Conferences and Thematic Workshops

The IRTG “Baltic Borderlands” is active in both hosting and participating in conferences and thematic workshops in Europe and all over the world.

The aim is to ensure a comparative perspective that links the research and findings on the Baltic Sea region to maritime and non-maritime regions and borderlands that possess comparable features of regional integration. The vital and frequent scientific exchange between senior and junior researchers from diverse academic cultures fosters the development of innovative research projects and enhances the potential for highly productive future collaboration. Through continuous personal meetings and academic cooperation a network of leading scholars in the participating disciplines could be established that offers various links and contact points for our graduate students and their respective research projects. The possibility to meet experienced scientists in person, present their research in an international environment and get in frequent contact with diverse academic cultures is considered essential for the graduate students to start internationally oriented and successful academic careers.

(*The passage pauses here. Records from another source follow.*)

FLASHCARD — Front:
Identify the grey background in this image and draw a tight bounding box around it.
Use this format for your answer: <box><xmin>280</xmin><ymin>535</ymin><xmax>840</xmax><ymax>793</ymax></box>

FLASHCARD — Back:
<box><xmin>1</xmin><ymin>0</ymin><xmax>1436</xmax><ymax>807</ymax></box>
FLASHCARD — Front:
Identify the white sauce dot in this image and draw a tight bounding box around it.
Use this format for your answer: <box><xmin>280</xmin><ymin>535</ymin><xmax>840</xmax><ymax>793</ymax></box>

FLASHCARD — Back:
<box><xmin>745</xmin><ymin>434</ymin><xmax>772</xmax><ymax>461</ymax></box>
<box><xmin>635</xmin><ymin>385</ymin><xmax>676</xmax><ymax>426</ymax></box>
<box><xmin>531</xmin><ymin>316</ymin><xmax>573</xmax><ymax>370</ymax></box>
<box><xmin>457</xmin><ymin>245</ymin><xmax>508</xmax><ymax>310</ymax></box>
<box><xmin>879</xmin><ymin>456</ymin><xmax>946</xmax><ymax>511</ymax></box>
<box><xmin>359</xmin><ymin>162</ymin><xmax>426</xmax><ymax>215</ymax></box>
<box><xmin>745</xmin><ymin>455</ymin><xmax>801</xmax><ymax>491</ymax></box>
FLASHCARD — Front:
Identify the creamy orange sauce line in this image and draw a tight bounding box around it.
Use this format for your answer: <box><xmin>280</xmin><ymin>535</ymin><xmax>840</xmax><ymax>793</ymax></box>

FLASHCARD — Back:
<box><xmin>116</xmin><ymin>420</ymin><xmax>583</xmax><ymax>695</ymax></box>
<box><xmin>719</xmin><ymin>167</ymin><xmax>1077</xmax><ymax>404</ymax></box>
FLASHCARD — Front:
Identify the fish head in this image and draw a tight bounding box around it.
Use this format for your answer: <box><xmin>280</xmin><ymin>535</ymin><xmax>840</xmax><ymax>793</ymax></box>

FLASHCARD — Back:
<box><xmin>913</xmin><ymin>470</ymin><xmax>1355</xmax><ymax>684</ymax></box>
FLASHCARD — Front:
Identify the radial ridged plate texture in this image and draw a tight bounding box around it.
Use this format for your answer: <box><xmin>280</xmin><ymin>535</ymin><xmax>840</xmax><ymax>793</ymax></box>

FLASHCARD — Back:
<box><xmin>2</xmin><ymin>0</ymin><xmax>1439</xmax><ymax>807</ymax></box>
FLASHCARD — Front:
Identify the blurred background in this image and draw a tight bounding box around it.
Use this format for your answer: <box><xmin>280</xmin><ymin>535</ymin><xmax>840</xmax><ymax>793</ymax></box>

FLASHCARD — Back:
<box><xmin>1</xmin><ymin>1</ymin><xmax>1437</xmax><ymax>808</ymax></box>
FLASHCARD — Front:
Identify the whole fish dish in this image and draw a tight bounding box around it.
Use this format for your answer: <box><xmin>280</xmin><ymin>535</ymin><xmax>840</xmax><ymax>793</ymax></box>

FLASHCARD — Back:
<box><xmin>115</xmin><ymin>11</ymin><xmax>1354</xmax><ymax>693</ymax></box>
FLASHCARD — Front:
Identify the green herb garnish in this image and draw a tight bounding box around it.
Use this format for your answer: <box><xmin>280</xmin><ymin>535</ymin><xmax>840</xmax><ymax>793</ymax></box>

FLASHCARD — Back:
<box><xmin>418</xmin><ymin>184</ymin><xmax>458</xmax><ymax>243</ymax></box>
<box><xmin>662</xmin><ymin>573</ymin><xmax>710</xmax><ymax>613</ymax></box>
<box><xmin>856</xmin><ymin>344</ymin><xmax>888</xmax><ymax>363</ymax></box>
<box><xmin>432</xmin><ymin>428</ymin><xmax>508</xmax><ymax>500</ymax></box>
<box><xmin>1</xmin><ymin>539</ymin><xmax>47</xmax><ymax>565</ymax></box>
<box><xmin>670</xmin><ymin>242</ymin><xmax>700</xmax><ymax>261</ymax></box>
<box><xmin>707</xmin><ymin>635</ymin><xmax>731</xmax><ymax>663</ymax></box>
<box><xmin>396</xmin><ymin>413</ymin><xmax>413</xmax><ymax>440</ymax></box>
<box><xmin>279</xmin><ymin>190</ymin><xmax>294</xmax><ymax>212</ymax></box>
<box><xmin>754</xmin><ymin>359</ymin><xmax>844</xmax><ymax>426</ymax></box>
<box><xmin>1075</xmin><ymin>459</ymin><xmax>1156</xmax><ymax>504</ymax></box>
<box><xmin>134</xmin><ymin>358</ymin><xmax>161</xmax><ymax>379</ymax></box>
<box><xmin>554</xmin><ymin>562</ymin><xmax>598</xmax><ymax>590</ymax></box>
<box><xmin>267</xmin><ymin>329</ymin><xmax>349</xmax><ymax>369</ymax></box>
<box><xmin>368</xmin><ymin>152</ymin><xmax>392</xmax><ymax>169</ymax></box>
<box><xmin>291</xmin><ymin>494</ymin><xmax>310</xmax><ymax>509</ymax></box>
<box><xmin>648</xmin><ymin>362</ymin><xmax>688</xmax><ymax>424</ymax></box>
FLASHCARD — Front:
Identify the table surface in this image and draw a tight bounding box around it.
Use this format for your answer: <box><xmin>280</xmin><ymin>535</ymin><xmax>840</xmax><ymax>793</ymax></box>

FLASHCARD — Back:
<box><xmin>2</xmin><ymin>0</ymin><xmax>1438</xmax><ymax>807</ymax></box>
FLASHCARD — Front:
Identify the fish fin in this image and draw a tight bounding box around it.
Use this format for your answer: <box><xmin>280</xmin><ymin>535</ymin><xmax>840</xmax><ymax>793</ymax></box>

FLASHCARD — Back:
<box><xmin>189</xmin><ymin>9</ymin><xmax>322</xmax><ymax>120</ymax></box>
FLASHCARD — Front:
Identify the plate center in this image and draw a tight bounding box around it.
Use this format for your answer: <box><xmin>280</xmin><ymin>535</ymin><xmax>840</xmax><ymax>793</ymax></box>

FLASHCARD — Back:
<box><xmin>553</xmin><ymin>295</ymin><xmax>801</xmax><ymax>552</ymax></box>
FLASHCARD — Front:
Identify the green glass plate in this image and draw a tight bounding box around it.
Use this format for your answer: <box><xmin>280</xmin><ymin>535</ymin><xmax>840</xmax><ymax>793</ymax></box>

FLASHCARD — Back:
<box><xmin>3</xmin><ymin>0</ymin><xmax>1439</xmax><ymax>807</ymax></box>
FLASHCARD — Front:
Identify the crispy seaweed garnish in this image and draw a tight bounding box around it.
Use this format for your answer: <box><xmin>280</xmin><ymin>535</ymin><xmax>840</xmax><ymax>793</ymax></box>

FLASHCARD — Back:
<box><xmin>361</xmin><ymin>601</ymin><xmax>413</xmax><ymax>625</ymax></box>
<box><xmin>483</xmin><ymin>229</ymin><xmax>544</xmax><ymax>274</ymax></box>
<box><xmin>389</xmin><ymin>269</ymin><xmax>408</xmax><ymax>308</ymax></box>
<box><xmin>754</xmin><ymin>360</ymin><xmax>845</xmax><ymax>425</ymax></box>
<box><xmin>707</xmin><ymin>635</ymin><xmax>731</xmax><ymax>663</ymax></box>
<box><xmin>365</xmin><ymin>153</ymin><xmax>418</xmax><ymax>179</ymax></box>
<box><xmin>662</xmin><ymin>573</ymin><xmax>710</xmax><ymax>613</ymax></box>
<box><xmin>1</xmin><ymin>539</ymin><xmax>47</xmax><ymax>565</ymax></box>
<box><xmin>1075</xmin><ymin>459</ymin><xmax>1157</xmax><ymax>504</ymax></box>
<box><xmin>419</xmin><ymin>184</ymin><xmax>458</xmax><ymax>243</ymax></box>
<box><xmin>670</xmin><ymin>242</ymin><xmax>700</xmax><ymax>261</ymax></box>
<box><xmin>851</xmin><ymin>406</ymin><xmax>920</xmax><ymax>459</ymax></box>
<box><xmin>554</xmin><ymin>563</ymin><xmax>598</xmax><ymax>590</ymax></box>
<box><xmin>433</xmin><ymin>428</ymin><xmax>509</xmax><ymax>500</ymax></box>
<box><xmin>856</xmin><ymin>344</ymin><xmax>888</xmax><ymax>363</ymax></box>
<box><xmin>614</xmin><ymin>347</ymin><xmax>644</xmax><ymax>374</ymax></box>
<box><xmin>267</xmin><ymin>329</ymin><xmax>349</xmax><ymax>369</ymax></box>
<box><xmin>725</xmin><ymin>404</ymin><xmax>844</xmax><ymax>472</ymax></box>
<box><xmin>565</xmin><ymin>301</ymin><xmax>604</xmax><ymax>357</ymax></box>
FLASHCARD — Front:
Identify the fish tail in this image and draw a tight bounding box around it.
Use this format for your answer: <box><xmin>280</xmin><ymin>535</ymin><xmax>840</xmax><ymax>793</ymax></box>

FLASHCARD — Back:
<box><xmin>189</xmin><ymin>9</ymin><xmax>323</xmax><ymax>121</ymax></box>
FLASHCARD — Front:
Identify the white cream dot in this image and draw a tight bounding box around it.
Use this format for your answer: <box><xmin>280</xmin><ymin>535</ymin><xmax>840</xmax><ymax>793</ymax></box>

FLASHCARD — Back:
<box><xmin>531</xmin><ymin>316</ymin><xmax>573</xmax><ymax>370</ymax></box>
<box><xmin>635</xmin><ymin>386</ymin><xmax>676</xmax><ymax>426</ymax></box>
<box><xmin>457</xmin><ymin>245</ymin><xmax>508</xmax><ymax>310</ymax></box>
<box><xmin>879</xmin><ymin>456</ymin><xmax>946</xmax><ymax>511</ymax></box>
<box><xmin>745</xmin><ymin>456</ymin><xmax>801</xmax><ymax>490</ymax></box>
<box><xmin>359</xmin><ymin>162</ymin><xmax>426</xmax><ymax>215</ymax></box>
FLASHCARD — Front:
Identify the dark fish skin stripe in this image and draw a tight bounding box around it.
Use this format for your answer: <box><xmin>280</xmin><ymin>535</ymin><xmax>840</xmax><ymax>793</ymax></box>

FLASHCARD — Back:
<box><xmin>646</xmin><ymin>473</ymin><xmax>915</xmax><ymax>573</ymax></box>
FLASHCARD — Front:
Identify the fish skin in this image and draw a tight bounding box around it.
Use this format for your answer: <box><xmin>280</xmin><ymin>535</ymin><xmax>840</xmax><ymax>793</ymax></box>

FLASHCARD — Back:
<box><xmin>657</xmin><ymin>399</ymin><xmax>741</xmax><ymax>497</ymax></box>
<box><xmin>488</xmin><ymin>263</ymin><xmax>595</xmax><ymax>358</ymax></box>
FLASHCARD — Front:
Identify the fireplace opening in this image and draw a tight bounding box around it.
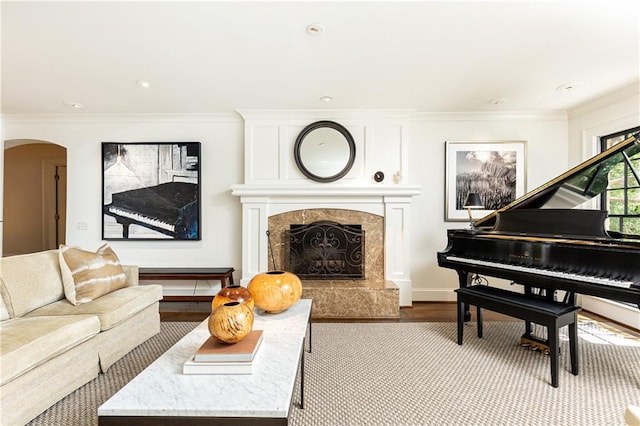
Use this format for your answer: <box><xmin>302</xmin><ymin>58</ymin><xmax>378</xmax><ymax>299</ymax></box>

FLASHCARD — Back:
<box><xmin>288</xmin><ymin>221</ymin><xmax>364</xmax><ymax>279</ymax></box>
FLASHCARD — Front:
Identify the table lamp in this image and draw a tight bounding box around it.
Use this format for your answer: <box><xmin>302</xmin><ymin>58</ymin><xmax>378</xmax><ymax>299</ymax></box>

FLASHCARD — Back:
<box><xmin>463</xmin><ymin>192</ymin><xmax>483</xmax><ymax>230</ymax></box>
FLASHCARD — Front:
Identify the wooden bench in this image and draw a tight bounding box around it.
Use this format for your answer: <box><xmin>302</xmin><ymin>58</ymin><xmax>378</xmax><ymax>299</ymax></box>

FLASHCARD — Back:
<box><xmin>139</xmin><ymin>267</ymin><xmax>235</xmax><ymax>302</ymax></box>
<box><xmin>455</xmin><ymin>285</ymin><xmax>581</xmax><ymax>387</ymax></box>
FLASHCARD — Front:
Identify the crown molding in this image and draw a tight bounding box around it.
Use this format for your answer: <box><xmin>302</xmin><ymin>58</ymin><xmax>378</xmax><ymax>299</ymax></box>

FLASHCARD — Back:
<box><xmin>411</xmin><ymin>111</ymin><xmax>567</xmax><ymax>122</ymax></box>
<box><xmin>0</xmin><ymin>109</ymin><xmax>572</xmax><ymax>125</ymax></box>
<box><xmin>236</xmin><ymin>109</ymin><xmax>416</xmax><ymax>122</ymax></box>
<box><xmin>0</xmin><ymin>112</ymin><xmax>242</xmax><ymax>125</ymax></box>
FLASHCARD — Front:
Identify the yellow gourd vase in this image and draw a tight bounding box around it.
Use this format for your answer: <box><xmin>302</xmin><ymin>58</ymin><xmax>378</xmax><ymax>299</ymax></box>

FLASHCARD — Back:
<box><xmin>212</xmin><ymin>284</ymin><xmax>254</xmax><ymax>311</ymax></box>
<box><xmin>247</xmin><ymin>270</ymin><xmax>302</xmax><ymax>313</ymax></box>
<box><xmin>208</xmin><ymin>301</ymin><xmax>254</xmax><ymax>344</ymax></box>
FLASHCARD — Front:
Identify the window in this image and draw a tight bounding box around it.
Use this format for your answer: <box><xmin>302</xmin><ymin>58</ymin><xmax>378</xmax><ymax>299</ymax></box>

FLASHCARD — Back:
<box><xmin>600</xmin><ymin>127</ymin><xmax>640</xmax><ymax>236</ymax></box>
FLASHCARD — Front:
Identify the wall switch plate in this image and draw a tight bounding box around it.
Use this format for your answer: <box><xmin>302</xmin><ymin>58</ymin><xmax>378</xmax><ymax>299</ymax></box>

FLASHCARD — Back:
<box><xmin>76</xmin><ymin>221</ymin><xmax>89</xmax><ymax>230</ymax></box>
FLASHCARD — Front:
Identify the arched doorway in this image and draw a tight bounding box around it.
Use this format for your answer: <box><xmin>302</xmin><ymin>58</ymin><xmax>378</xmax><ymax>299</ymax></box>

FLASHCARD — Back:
<box><xmin>3</xmin><ymin>139</ymin><xmax>67</xmax><ymax>256</ymax></box>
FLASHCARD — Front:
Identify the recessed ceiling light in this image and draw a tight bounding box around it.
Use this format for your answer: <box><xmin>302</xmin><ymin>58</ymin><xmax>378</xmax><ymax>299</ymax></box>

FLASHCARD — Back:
<box><xmin>320</xmin><ymin>95</ymin><xmax>333</xmax><ymax>103</ymax></box>
<box><xmin>556</xmin><ymin>81</ymin><xmax>583</xmax><ymax>92</ymax></box>
<box><xmin>487</xmin><ymin>97</ymin><xmax>508</xmax><ymax>105</ymax></box>
<box><xmin>136</xmin><ymin>80</ymin><xmax>150</xmax><ymax>88</ymax></box>
<box><xmin>63</xmin><ymin>101</ymin><xmax>86</xmax><ymax>109</ymax></box>
<box><xmin>306</xmin><ymin>23</ymin><xmax>324</xmax><ymax>36</ymax></box>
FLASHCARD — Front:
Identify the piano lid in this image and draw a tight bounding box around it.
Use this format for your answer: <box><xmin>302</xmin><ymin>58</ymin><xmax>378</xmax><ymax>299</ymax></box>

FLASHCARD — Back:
<box><xmin>474</xmin><ymin>133</ymin><xmax>640</xmax><ymax>228</ymax></box>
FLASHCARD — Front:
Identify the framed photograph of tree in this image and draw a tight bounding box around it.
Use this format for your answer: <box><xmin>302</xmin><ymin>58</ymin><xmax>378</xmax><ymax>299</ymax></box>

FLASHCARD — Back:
<box><xmin>445</xmin><ymin>140</ymin><xmax>527</xmax><ymax>221</ymax></box>
<box><xmin>102</xmin><ymin>142</ymin><xmax>201</xmax><ymax>240</ymax></box>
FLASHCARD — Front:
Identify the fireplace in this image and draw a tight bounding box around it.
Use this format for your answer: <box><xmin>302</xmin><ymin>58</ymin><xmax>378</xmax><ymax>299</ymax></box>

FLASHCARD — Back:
<box><xmin>261</xmin><ymin>208</ymin><xmax>398</xmax><ymax>318</ymax></box>
<box><xmin>231</xmin><ymin>183</ymin><xmax>421</xmax><ymax>317</ymax></box>
<box><xmin>267</xmin><ymin>208</ymin><xmax>384</xmax><ymax>283</ymax></box>
<box><xmin>288</xmin><ymin>221</ymin><xmax>364</xmax><ymax>280</ymax></box>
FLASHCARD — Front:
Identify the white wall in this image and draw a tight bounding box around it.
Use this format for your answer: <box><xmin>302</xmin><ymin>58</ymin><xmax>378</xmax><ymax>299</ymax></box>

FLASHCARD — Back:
<box><xmin>1</xmin><ymin>114</ymin><xmax>245</xmax><ymax>277</ymax></box>
<box><xmin>0</xmin><ymin>110</ymin><xmax>574</xmax><ymax>303</ymax></box>
<box><xmin>1</xmin><ymin>111</ymin><xmax>570</xmax><ymax>299</ymax></box>
<box><xmin>409</xmin><ymin>111</ymin><xmax>569</xmax><ymax>301</ymax></box>
<box><xmin>567</xmin><ymin>82</ymin><xmax>640</xmax><ymax>329</ymax></box>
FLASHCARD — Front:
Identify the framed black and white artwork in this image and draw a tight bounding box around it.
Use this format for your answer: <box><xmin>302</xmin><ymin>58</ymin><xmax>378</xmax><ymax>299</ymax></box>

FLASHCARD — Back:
<box><xmin>445</xmin><ymin>140</ymin><xmax>527</xmax><ymax>221</ymax></box>
<box><xmin>102</xmin><ymin>142</ymin><xmax>201</xmax><ymax>240</ymax></box>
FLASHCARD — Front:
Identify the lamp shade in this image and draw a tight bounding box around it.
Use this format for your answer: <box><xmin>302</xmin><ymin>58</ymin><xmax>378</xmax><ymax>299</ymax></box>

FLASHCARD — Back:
<box><xmin>463</xmin><ymin>193</ymin><xmax>483</xmax><ymax>208</ymax></box>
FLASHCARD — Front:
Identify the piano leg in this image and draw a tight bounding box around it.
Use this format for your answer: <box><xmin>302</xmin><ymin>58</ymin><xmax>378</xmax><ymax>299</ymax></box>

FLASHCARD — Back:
<box><xmin>114</xmin><ymin>218</ymin><xmax>132</xmax><ymax>239</ymax></box>
<box><xmin>456</xmin><ymin>270</ymin><xmax>472</xmax><ymax>322</ymax></box>
<box><xmin>522</xmin><ymin>285</ymin><xmax>538</xmax><ymax>349</ymax></box>
<box><xmin>569</xmin><ymin>319</ymin><xmax>579</xmax><ymax>376</ymax></box>
<box><xmin>457</xmin><ymin>301</ymin><xmax>465</xmax><ymax>345</ymax></box>
<box><xmin>549</xmin><ymin>321</ymin><xmax>559</xmax><ymax>388</ymax></box>
<box><xmin>122</xmin><ymin>223</ymin><xmax>130</xmax><ymax>239</ymax></box>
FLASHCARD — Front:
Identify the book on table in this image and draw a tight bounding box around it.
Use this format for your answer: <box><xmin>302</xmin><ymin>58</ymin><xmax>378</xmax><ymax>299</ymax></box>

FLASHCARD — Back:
<box><xmin>194</xmin><ymin>330</ymin><xmax>263</xmax><ymax>362</ymax></box>
<box><xmin>183</xmin><ymin>358</ymin><xmax>254</xmax><ymax>375</ymax></box>
<box><xmin>182</xmin><ymin>329</ymin><xmax>264</xmax><ymax>375</ymax></box>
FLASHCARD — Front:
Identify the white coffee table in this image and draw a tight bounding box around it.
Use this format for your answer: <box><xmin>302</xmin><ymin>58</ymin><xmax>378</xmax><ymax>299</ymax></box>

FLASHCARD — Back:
<box><xmin>98</xmin><ymin>299</ymin><xmax>312</xmax><ymax>425</ymax></box>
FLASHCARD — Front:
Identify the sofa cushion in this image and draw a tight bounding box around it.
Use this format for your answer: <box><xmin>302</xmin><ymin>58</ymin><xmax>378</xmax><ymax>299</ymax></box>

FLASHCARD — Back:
<box><xmin>0</xmin><ymin>250</ymin><xmax>66</xmax><ymax>317</ymax></box>
<box><xmin>25</xmin><ymin>284</ymin><xmax>163</xmax><ymax>331</ymax></box>
<box><xmin>0</xmin><ymin>314</ymin><xmax>100</xmax><ymax>386</ymax></box>
<box><xmin>59</xmin><ymin>243</ymin><xmax>129</xmax><ymax>305</ymax></box>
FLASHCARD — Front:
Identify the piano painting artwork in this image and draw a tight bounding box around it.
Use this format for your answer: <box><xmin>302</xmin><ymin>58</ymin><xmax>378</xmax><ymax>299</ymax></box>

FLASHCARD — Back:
<box><xmin>102</xmin><ymin>142</ymin><xmax>201</xmax><ymax>240</ymax></box>
<box><xmin>438</xmin><ymin>133</ymin><xmax>640</xmax><ymax>350</ymax></box>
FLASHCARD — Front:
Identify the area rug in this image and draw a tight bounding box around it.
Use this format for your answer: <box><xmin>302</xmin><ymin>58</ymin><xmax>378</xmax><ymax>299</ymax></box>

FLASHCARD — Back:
<box><xmin>28</xmin><ymin>319</ymin><xmax>640</xmax><ymax>426</ymax></box>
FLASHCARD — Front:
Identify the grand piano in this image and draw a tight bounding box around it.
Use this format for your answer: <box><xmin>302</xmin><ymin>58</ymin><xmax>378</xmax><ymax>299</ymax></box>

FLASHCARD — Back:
<box><xmin>103</xmin><ymin>182</ymin><xmax>199</xmax><ymax>240</ymax></box>
<box><xmin>438</xmin><ymin>133</ymin><xmax>640</xmax><ymax>341</ymax></box>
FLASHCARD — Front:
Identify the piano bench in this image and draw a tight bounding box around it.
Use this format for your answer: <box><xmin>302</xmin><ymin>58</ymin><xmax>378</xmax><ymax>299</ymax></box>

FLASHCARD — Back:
<box><xmin>455</xmin><ymin>285</ymin><xmax>581</xmax><ymax>388</ymax></box>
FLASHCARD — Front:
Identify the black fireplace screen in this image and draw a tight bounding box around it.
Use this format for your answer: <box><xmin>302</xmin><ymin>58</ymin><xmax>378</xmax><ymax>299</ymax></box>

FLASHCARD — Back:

The Power of Borderland(s): In Media's Res

International and Interdisciplinary Conference, Greifswald/ Germany, 28-29 June 2018

The International Research Training Group (IRTG) “Baltic Borderlands: Shifting Boundaries of Mind and Culture in the Borderlands of the Baltic Sea Region”, a collaborative programme between the universities of Lund, Tartu, and Greifswald, will discuss the context and medialization of border crossing (or transgression) and the establishment (or dissolution) of borderlands. The panels encompass papers from the humanities and social sciences, e. g. history and art history, linguistics and literary studies, political sciences, gender studies, sociology, and digital humanities that address maps, literary texts, academic accounts, biographical notes, press media, film, digital productions and their story as well as the impact on conceptualizations of borders and borderlands.
Pekka Hämäläinen and Samuel Truett reflect in their 2011 account “On Borderlands” about the expansion of research approaches and the usefulness of the fashionable (academic) application of the borderland concept in the humanities. Although the concept had been applied with varying degrees of success, the power of borderlands as analytical tool appears already in Gloria Anzaldúa’s summary of her own stories of living in the borderland, namely borderlands exist wherever two or more cultures exist. Similarly, the observation of Etienne Balibar that “borders are everywhere” rely very much on narrativizations of experiences through different channels. These channels are particularly interesting in the context of this conference and include poetry, maps, biographical accounts and, more recently, numerous digital approaches.
Globalization supported a perspective of borderlessness beyond any containments like national, imperial or regional spaces and opened up these centrist research perspectives on spaces and orders. Spatial mobility here implies to cross borders, but does not mean to cross them out. They continue to be part of our cognitive and physical world. They remain part of our social, cultural, political and economic world making processes not only through experiences at and across the border but particularly through debates, discourses and images embedded in a multitude of narratives. We therefore ask: What happens with borders and borderlands in the narratives about times of historical and contemporary globalization? Do we cross or transgress borders? What does it mean when we use one or the other concept? Who has particular interest to present borders and borderlands in a specific way? Which media were used to disseminate ideas? Which of these choices confirm and which subvert the border? Do media and communication have an impact on these processes and hereby influence perceptions, constructions and dissolution of borders and borderlands?

For detailed information and our porgramme please click here.


Antisemitism – Medieval Roots and Modern Branches

Book Presentation and Panel Debate

Has antisemitism always been the same – “the longest hatred” - or is there a fundamental difference between pre-modern, religious antijudaism and modern, racist antisemitism? How and to what extent are modern outbreaks of antisemitism informed by older fragments of knowledge about Jews as the Other?

The anthology “The Medieval Roots of Antisemitism” (Routledge 2018) takes a fresh approach at these questions. In the panel debate, three of the contributors will present their viewpoint: Jonathan Adams (Göteborg/Copenhagen), who has studied the representations of Jews in the medieval North; Ulrich Wyrwa (Berlin/Potsdam), whose focus is on the radicalization of antisemitism in the 19th and early 20th century; and Brian Klug (Oxford), who has coined the term “new antisemitism” for anti-Jewish stereotypes in connection with the state of Israel. An event organized by the RTG Baltic Borderlands and the Chair of Nordic History.